Optimizing Hash-Array Mapped Tries for Fast and Lean Immutable JVM Collections

Optimizing Hash-Array Mapped Tries for Fast and Lean Immutable JVM Collections – Steinforder & Vinju, 2015

You’d think that the collection classes in modern JVM-based languages would be highly efficient at this point in time – and indeed they are. But the wonderful thing is that there always seems to be room for improvement. Today’s paper examines immutable collections on the JVM – in particular, in Scala and Clojure – and highlights a new CHAMPion data structure that offers 1.3-6.7x faster iteration, and 3-25.4x faster equality checking.

CHAMP stands for Compressed Hash-Array Mapped Prefix-tree.

The use of immutable collections is on the rise…

Immutable collections are a specific area most relevant to functional/object-oriented programming such as practiced by Scala and Clojure programmers. With the advance of functional language constructs in Java 8 and functional APIs such as the stream processing API, immutable collections become more relevant to Java as well. Immutability for collections has a number of benefits: it implies referential transparency without giving up on sharing data; it satisfies safety requirements for having co-variant sub-types; it allows to safely share data in presence of concurrency.

Both Scala and Clojure use a Hash-Array Mapped Trie (HAMT) data structure for immutable collections. The HAMT data structure was originally developed by Bagwell in C/C++. It becomes less efficient when ported to the JVM due to the lack of control over memory layout and the extra indirection caused by arrays also being objects. This paper is all about the quest for an efficient JVM-based derivative of HAMTs.

Fine-tuning data structures for cache locality usually improves their runtime performance. However, HAMTs inherently feature many memory indirections due to their tree-based nature, notably when compared to array-based data structures such as hashtables. Therefore HAMTs presents an optimization challenge on the JVM. Our goal is to optimize HAMT-based data structures such that they become a strong competitor of their optimized array-based counterparts in terms of speed and memory footprints.

A HAMT Primer

Let’s start with the Trie part of HAMT. A general trie is a lookup structure for finite strings that implements a Deterministic Finite Automaton without any loops. Transitions are based on string prefixes. Internal nodes in the trie indicate prefix-sharing, and accept nodes point to values associated with the string.

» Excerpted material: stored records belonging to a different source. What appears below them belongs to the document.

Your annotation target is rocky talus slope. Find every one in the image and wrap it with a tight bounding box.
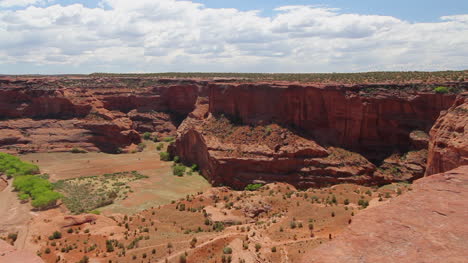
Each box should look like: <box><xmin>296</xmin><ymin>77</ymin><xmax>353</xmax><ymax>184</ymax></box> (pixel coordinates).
<box><xmin>426</xmin><ymin>93</ymin><xmax>468</xmax><ymax>175</ymax></box>
<box><xmin>302</xmin><ymin>166</ymin><xmax>468</xmax><ymax>263</ymax></box>
<box><xmin>170</xmin><ymin>84</ymin><xmax>464</xmax><ymax>188</ymax></box>
<box><xmin>0</xmin><ymin>77</ymin><xmax>203</xmax><ymax>152</ymax></box>
<box><xmin>0</xmin><ymin>76</ymin><xmax>468</xmax><ymax>188</ymax></box>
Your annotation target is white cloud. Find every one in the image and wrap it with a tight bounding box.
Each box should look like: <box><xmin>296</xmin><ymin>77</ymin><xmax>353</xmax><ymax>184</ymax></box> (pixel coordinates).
<box><xmin>0</xmin><ymin>0</ymin><xmax>468</xmax><ymax>73</ymax></box>
<box><xmin>0</xmin><ymin>0</ymin><xmax>55</xmax><ymax>7</ymax></box>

If we were to encode the sometimes confused strings “Adrian Cockcroft,” “Adrian Cole,” and “Adrian Colyer” in a trie data structure it might look like this:

HAMT-Fig1

A Hash-Array Mapped Trie stores binary strings in place of character strings. For each element inserted in the trie, its hashcode is used as the encoding (bit) string. “The prefix tree structure grows lazily upon insertion until the new element can be distinguished unambiguously from all other elements by its hash code prefix. ”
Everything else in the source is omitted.